Nos lectrices et lecteurs savent que le propre de la revue Rocambole est de s’intéresser en profondeur à tous les aspects de la littérature populaire. Pour ce numéro double, la rédaction à fait appel à Bernard Lehembre, spécialiste reconnu de Bécassine, personnage apparu en 1906. Il dirige un dossier très complet autour, d’une part, de son créateur Joseph Pichon (1871-1953) et, d’autre part, des différents supports qui ont mené Bécassine au sommet de la gloire dans la littérature enfantine. Une bibliographie complète de ce qui a été écrit par et sur Pichon est également proposée, y compris ce qui concerne les adaptations cinématographiques. Rémi Duvert, Jean-Marc Bochand et Dominique Petitfaux  ont participé à ce dossier.

 

Comme le rappelle Bernard Lehembre dans son introduction, Joseph Pichon, s’il est aujourd’hui oublié, fut l’un des pionniers de la bande dessinée et a œuvré dans les domaines artistiques les plus variés puisqu’il fut plasticien, peintre animalier, dessinateur de costumes, directeur artistique de l’Opéra de Paris, dessinateur de presse, illustrateur. Mais il aura été également spécialiste du camouflage pendant la première guerre mondiale, période où paraissait déjà La Semaine de Suzette dominée par le personnage de Bécassine. Dominique Petitfaux traite également de la postérité de cette bretonne en costume local et des supports qui continuèrent à la populariser après la mort du créateur. La revue propose également dans sa rubrique « La Malle au docs » la reprise d’un article de Francis Lacassin publié en janvier 1969 dans Le Magazine littéraire et dont une version remaniée, celle qui est reproduite, figurait en 1971 dans l’ouvrage Pour un 9ème art, la bande dessinée  (collection 10/18). L’article s’intitule « Bécassine ou le temps retrouvé ». Francis Lacassin y développe la thèse selon laquelle non seulement le personnage n’est pas ridicule, mais développe en toutes circonstance une sorte de bon sens.

 

Dans ce numéro double, la rubrique « Varia » est particulièrement développée. Anne Servy tente de sortir de l’oubli Maryan, alias Marie Cadiou (1871-1927), une auteure qui a produit près d’une centaine d’ouvrages en direction d’un public féminin qui était en plein développement.

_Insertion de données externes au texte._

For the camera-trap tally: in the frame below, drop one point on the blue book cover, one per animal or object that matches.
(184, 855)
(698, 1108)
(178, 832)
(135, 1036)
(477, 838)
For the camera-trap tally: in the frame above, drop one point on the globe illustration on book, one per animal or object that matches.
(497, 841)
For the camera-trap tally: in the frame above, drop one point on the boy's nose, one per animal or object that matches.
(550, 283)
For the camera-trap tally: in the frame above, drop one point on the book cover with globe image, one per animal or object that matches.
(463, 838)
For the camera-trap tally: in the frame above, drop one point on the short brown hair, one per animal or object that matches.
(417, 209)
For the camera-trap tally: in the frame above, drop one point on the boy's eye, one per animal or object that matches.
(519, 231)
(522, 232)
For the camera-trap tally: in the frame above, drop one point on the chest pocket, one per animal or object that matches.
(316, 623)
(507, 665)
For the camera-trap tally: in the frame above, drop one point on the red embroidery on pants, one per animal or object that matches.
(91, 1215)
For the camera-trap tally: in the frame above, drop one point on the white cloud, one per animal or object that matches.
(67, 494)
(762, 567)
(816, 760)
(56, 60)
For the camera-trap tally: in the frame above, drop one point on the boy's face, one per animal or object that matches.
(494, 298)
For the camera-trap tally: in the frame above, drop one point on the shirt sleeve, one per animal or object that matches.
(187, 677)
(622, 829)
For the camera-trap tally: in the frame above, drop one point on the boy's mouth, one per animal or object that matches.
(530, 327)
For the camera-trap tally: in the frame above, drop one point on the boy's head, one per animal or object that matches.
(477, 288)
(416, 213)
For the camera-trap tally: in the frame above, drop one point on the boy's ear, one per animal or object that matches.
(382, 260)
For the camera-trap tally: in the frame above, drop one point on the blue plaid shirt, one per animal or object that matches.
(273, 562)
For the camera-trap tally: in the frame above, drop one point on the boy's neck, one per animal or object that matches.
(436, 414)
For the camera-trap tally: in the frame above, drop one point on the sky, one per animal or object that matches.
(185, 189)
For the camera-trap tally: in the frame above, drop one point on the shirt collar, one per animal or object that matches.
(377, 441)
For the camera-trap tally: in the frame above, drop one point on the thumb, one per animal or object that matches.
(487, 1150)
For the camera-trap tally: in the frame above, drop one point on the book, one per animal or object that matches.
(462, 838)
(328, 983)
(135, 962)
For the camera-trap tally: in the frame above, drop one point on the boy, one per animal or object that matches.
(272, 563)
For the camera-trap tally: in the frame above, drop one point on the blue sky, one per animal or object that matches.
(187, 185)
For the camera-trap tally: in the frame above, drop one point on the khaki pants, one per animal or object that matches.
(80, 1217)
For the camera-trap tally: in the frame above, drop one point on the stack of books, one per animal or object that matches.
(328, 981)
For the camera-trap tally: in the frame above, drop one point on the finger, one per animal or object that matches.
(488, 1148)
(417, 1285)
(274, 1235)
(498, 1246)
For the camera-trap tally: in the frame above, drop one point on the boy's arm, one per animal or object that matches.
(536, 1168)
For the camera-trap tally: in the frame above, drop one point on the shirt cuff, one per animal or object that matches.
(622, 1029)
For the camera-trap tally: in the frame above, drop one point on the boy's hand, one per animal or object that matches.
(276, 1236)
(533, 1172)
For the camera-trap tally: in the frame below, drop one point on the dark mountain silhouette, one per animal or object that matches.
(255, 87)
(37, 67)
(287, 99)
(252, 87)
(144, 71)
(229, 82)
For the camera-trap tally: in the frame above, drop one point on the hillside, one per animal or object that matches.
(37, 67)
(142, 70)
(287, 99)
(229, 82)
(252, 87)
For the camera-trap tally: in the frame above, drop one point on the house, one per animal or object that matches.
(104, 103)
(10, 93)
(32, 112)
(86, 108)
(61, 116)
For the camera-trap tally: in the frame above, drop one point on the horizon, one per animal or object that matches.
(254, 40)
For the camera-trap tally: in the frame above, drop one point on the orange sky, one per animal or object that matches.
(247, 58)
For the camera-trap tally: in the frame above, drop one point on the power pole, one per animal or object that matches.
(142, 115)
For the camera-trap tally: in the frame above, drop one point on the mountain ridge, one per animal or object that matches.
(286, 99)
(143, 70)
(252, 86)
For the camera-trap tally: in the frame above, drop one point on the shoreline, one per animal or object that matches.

Si la bibliographie proposée est incomplète, explique Anne Servy, c’est qu’aussi bien du côté des bibliothèques que des bouquinistes, l’œuvre de Maryan est négligée. Rocambole se trouve bien ici au cœur de sa mission, à savoir combler les manques issus du mépris pour la littérature populaire. Angéla Magdalena Romera Pintor s’attaque à l’image de l’enfance dans les ouvrages d’un auteur qui, lui, est célèbre, Jean-Marie Petitjean de la Rosière (1875-1947), connu sous le nom de Delly. Il travailla avec son frère Frédéric et sa sœur Marie-Jeanne à la rédaction de nombreux romans dits « à l’eau de rose ». En conclusion de son étude, l’auteure affirme que les enfants sont traités à peu près comme les adultes dans ces textes, avec un rôle de défense du Bien, au sens catholique du terme. Jacques Baudou propose ensuite la reprise d’un article de Jeanine Delpech paru en 1949 dans Les Nouvelles littéraires sur « Le cas Delly ». Elle rappelle que ses ouvrages étaient tirés à des centaines de milliers d’exemplaires.

 

Bertrand Lefrère s’intéresse ensuite à un tout autre sujet, en scrutant la manière dont les couvertures des magazines populaires sont construites et illustrées, faisant le parallèle avec les affiches de cinéma et les influences réciproques entre les deux médias. Dans les « Livres du second rayon », Jérôme Serme désenfouit l’œuvre d’Albert Bonneau lequel, dans ses romans, a choisi Harlem comme cadre de ses romans à la fin des années 1930. Jean-Luc Buard inaugure pour sa part une nouvelle rubrique « Variétés numériques et populaires ». Il s’agit de profiter de la mise en lignes de documents pour en tirer des enseignements, en l’occurrence les rapports entretenus entre Maurice Leblanc (1864-1941), créateur d’Arsène Lupin et Gustave Aimard (1818-1883),  dont le véritable nom était Olivier Gloux, français, auteur de romans d’aventures publiés pour la plupart en feuilleton, notamment dans Le Moniteur, La Presse ou La Liberté.

 

Christophe Marécaille continue en nous replongeant dans les romans spirites, concept apparu en 1839, sous le titre « Paranormal et la littérature ». Puis on en vient à des notices qui apportent de nouveaux éléments à l’encyclopédie Rétrofictions publiée par Guy Costes et Joseph Altairac aux Belles lettres qui propose plus de 5.000 entrées et un millier d’illustrations. Il reste à espérer qu’un éditeur se dévoue pour proposer une version augmentée de ce monument de la littérature populaire.

 

À la fin de ce numéro, on trouvera plusieurs comptes rendus de livres et revues, le coin des pseudonymes, le courrier des lecteurs et trois contes : Ferdinand le gourmand de Pinchon (1929) ; Le Crime de l’Orient express de Marc Direaux (1912) et Le Banquier de cire de Paul Féval (1844).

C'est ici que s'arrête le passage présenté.